Após longos 11 parágrafos do comunicado em que são delineados pontos da compra da linha de aviação regional da Embraer por parte da americana Boeing, surge a expressão “governo brasileiro”, como um dos acionistas interessados que terá de aprovar o negócio.
A ligeireza contrasta com a reação do presidente Michel Temer ao saber, por meio da imprensa, que ambas as empresas estavam conversando de forma avançada sobre associar-se. Naquele fim de dezembro de 2017, Temer foi assertivo e disse que não venderia a Embraer nunca.
Na realidade, o governo já tinha vendido a empresa em 1994, mas o que o presidente quis dizer é que ele vetaria a perda de controle acionário nacional fazendo uso de sua ação de classe especial, a “golden share”. Também era uma meia verdade, já que o capital da Embraer é muito pulverizado e fundos estrangeiros são dominantes na composição de sua carteira. Mas o recado político havia sido dado.
Os americanos não gostaram, mas entenderam. Com os brasileiros, sentaram-se várias vezes à mesa de negociação ao longo de seis meses com um grupo de trabalho montado pelo Planalto, com representantes da Defesa, Fazenda, BNDES e Aeronáutica. Foi aí que as diversas arestas foram sendo aparadas, até chegar ao formato que foi parcialmente revelado nesta quinta (5).

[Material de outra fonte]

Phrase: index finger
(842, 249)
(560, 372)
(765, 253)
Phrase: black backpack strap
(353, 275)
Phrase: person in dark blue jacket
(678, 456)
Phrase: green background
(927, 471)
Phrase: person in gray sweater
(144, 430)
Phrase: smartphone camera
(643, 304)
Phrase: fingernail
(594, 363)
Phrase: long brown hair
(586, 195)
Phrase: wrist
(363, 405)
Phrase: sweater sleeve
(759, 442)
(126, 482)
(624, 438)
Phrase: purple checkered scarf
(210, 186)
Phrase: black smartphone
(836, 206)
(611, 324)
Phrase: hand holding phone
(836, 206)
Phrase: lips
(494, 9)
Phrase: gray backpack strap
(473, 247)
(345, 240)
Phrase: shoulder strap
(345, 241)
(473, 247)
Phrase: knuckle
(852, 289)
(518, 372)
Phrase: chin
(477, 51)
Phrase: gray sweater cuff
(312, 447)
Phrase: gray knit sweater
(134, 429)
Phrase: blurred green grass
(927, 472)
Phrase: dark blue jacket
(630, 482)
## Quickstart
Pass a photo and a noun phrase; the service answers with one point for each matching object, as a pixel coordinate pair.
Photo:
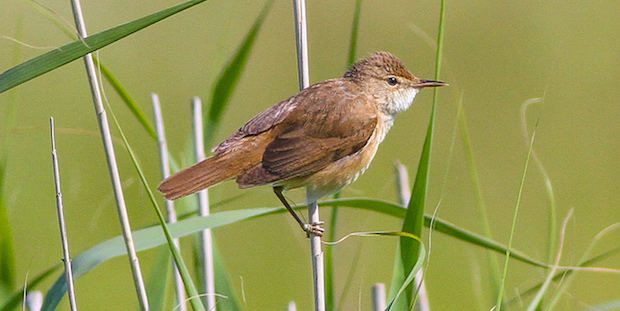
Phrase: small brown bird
(322, 138)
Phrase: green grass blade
(414, 219)
(354, 32)
(72, 51)
(153, 237)
(439, 225)
(190, 287)
(107, 74)
(500, 295)
(145, 239)
(128, 100)
(223, 285)
(7, 251)
(330, 293)
(158, 279)
(16, 299)
(228, 79)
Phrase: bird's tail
(198, 177)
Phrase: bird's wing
(261, 123)
(321, 130)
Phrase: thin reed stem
(111, 159)
(318, 266)
(206, 244)
(378, 297)
(171, 214)
(61, 222)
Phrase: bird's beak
(430, 83)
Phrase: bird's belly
(339, 173)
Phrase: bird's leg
(313, 228)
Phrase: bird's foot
(314, 228)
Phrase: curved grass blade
(439, 225)
(225, 85)
(7, 251)
(145, 239)
(410, 275)
(120, 90)
(16, 299)
(223, 284)
(414, 219)
(354, 31)
(158, 279)
(190, 288)
(72, 51)
(152, 237)
(127, 99)
(330, 302)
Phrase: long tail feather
(198, 177)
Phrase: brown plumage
(322, 138)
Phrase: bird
(321, 139)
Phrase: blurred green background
(497, 55)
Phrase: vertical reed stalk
(106, 136)
(378, 297)
(318, 267)
(206, 246)
(61, 222)
(170, 211)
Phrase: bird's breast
(344, 171)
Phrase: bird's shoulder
(328, 108)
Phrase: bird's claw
(314, 228)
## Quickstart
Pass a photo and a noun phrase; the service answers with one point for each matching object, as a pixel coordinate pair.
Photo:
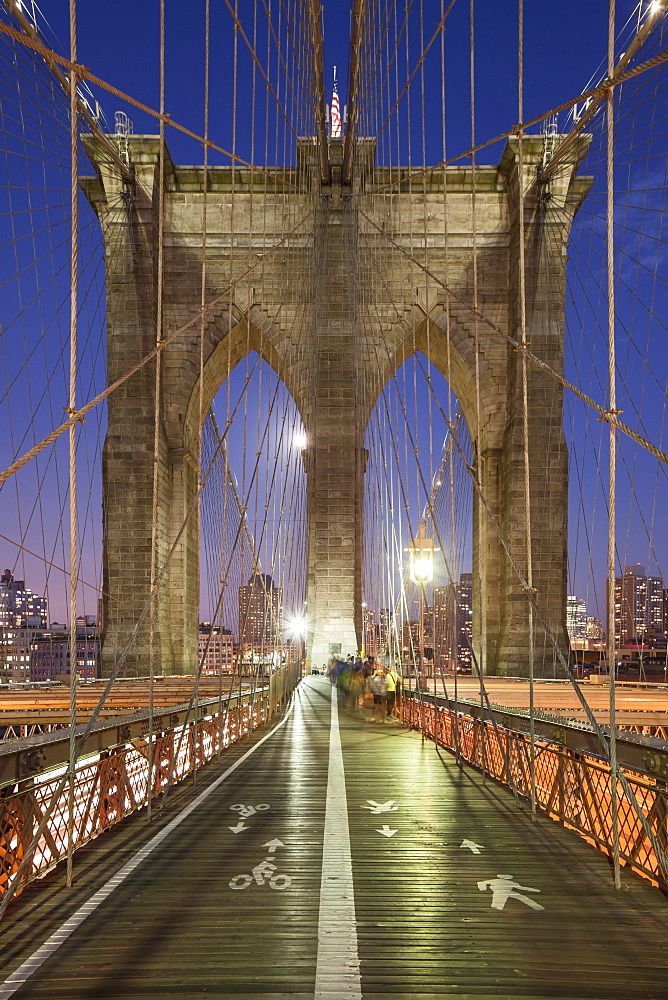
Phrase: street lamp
(421, 572)
(296, 628)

O primeiro e mais importante óbice havia sido colocado pelos militares, que não aceitavam que a Boeing comprasse toda a Embraer, como queria no começo. Isso porque perderiam o controle sobre decisões estratégicas de projetos importantes —um novo avião encomendado à Embraer, por exemplo, poderia ser submetido à aprovação do Congresso americano. A Boeing disse que daria garantias, mas acabou cedendo.

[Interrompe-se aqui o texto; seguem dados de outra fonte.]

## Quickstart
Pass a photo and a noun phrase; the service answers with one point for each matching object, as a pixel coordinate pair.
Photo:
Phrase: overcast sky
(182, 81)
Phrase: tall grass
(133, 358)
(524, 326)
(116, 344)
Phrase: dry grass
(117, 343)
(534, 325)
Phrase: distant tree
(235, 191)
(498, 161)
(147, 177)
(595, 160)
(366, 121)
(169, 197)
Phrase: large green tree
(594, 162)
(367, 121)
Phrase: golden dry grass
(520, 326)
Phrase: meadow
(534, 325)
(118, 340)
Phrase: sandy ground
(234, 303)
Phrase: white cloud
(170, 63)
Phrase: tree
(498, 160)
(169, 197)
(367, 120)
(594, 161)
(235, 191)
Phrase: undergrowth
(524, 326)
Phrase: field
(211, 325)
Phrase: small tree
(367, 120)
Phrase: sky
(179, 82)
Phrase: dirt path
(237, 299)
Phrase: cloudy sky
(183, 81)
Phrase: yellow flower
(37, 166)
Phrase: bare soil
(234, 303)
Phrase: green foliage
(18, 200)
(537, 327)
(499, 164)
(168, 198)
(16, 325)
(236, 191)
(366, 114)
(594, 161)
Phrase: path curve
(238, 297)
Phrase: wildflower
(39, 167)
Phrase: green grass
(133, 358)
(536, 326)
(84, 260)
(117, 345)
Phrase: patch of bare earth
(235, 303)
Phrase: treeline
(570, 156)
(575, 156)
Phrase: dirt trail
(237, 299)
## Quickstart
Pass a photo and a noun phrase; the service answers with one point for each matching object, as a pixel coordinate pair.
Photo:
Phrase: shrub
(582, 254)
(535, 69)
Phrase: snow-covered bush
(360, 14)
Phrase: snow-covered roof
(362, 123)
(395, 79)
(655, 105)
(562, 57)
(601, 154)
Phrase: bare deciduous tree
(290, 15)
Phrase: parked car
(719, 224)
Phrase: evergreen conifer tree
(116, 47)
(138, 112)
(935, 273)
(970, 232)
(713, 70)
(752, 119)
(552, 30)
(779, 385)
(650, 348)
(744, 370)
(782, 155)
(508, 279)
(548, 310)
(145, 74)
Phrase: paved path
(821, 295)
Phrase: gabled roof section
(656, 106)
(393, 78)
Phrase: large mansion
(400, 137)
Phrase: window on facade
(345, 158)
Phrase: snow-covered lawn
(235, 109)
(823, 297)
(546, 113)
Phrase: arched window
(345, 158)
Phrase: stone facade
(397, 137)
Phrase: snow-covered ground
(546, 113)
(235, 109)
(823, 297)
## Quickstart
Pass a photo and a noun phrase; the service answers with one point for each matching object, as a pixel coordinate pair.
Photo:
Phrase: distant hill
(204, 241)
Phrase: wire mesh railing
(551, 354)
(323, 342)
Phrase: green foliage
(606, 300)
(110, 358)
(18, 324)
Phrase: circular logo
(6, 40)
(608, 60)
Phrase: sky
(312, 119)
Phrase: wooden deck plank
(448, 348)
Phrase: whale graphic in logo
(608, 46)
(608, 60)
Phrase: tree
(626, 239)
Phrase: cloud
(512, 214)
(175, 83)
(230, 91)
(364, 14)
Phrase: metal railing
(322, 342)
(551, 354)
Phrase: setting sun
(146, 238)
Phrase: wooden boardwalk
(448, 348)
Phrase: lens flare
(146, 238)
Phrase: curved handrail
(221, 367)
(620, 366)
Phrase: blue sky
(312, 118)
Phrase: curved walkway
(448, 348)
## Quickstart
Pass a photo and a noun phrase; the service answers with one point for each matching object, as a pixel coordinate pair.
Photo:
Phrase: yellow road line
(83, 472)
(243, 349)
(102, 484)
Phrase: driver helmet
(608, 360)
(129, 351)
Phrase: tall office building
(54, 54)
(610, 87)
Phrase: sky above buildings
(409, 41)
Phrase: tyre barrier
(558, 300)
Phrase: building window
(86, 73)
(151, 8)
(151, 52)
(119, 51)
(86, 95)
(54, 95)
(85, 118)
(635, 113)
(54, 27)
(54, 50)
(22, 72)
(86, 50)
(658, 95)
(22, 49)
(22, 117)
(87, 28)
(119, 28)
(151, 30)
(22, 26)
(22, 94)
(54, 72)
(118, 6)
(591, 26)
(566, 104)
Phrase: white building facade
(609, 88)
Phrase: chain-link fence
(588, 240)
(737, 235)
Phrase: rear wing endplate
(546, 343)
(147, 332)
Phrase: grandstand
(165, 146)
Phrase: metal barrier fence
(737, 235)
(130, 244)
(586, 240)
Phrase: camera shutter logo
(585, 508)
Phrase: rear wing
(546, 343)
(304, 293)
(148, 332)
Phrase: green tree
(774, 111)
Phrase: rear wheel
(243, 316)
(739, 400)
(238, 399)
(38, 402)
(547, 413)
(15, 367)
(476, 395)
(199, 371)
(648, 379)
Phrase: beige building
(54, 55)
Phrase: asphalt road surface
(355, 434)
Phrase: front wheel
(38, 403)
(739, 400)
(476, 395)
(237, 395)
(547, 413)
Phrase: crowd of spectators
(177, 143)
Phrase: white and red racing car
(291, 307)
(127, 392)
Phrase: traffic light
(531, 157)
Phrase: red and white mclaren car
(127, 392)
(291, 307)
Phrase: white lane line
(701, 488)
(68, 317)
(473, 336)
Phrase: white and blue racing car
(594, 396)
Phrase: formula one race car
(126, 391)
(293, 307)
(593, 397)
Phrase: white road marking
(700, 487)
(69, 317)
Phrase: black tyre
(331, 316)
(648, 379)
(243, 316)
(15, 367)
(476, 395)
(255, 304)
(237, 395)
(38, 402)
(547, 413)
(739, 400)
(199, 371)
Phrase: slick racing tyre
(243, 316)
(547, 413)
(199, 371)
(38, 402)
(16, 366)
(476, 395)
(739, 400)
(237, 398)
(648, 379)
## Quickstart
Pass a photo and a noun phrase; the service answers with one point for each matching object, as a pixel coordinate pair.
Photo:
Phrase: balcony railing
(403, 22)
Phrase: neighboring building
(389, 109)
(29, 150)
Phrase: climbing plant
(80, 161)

Enquanto isso, o tom político da discussão deu lugar a argumentações técnicas. Em ano eleitoral, cuja contaminação já inviabilizou a proposta de privatização da Eletrobras, o governo temia ser responsabilizado pelo fracasso nas negociações de um acordo que avalia bom para a empresa brasileira.

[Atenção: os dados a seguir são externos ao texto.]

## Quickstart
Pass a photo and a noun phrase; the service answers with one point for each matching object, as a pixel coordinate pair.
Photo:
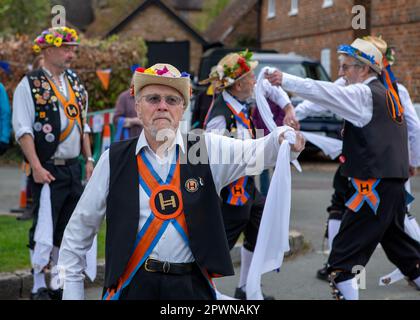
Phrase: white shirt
(274, 93)
(353, 102)
(308, 108)
(23, 119)
(90, 211)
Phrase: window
(326, 60)
(271, 9)
(293, 8)
(327, 3)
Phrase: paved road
(312, 191)
(296, 281)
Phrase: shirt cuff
(74, 290)
(86, 128)
(22, 131)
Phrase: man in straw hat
(375, 129)
(49, 115)
(242, 203)
(337, 208)
(160, 195)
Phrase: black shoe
(241, 295)
(56, 294)
(322, 274)
(411, 283)
(41, 294)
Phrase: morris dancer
(49, 121)
(374, 129)
(165, 233)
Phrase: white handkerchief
(43, 236)
(273, 235)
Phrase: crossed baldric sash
(70, 110)
(165, 200)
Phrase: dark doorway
(176, 53)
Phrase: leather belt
(152, 265)
(62, 162)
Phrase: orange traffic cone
(106, 134)
(23, 182)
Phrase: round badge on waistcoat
(37, 126)
(72, 112)
(191, 185)
(49, 137)
(47, 128)
(166, 202)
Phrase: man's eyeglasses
(155, 99)
(346, 67)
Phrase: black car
(326, 124)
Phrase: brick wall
(401, 27)
(153, 24)
(313, 29)
(245, 30)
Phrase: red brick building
(316, 27)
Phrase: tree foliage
(24, 17)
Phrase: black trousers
(360, 233)
(246, 219)
(160, 286)
(65, 193)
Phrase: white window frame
(294, 7)
(327, 3)
(271, 9)
(326, 60)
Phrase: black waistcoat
(379, 149)
(220, 108)
(203, 215)
(47, 126)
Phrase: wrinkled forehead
(346, 59)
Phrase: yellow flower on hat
(49, 38)
(150, 71)
(58, 41)
(36, 48)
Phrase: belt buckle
(166, 267)
(146, 267)
(59, 162)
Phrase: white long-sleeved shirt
(354, 102)
(256, 155)
(308, 108)
(23, 119)
(274, 93)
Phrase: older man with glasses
(160, 195)
(375, 162)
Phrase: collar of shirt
(237, 105)
(369, 80)
(142, 143)
(49, 74)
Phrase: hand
(88, 169)
(127, 123)
(3, 147)
(42, 175)
(275, 78)
(300, 143)
(290, 117)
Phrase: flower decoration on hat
(55, 37)
(165, 72)
(355, 53)
(230, 69)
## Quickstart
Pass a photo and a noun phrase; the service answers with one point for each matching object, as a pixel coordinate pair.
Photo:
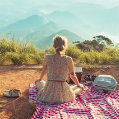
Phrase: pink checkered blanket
(89, 105)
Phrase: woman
(56, 90)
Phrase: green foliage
(14, 52)
(74, 52)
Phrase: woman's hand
(38, 80)
(81, 86)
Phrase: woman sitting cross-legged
(56, 90)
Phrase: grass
(14, 52)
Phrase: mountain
(47, 42)
(43, 32)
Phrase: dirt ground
(20, 77)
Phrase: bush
(74, 52)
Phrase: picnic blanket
(88, 105)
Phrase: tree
(103, 40)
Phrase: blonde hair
(60, 44)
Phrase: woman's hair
(59, 43)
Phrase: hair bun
(60, 48)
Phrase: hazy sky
(13, 10)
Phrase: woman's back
(57, 67)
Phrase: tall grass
(14, 52)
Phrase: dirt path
(20, 77)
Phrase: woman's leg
(40, 85)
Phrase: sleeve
(70, 65)
(45, 60)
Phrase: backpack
(105, 83)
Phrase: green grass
(14, 52)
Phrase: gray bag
(104, 83)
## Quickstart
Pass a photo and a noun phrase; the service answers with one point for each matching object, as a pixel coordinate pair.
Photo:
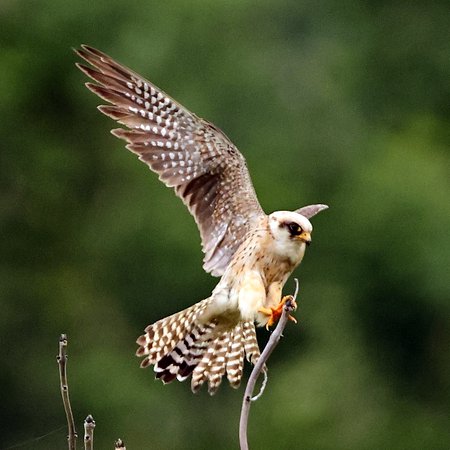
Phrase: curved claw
(275, 313)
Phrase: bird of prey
(252, 252)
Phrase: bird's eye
(294, 228)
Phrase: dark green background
(340, 102)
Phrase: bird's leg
(275, 313)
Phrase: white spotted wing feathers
(191, 155)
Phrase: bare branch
(260, 366)
(89, 425)
(62, 363)
(120, 445)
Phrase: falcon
(253, 253)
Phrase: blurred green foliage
(345, 103)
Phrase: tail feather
(235, 357)
(181, 345)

Presidenciáveis como Ciro Gomes (PDT) já disseram que vetariam o negócio, o que faz o prazo de até 18 meses para a conclusão das negociações após a aprovação do negócio algo um tanto vulnerável no arcabouço institucional brasileiro.
A ordem no Planalto agora é não fazer marola. Esperar os três ou quatro meses de ajuste fino e avaliações técnicas do negócio para então se pronunciar quando a questão chegar ao Conselho de Administração da Embraer. A União tem uma das dez cadeiras no colegiado, com poder de veto da “golden share”. Terá 30 dias para se pronunciar a partir do recebimento formal da proposta.
Se for aprovado, dificilmente um novo governo conseguiria reverter a decisão. Mas a turbulência política que um presidente contrário à nova empresa causaria já parece estar em parte projetado na queda das ações da Embraer após o anúncio do acordo.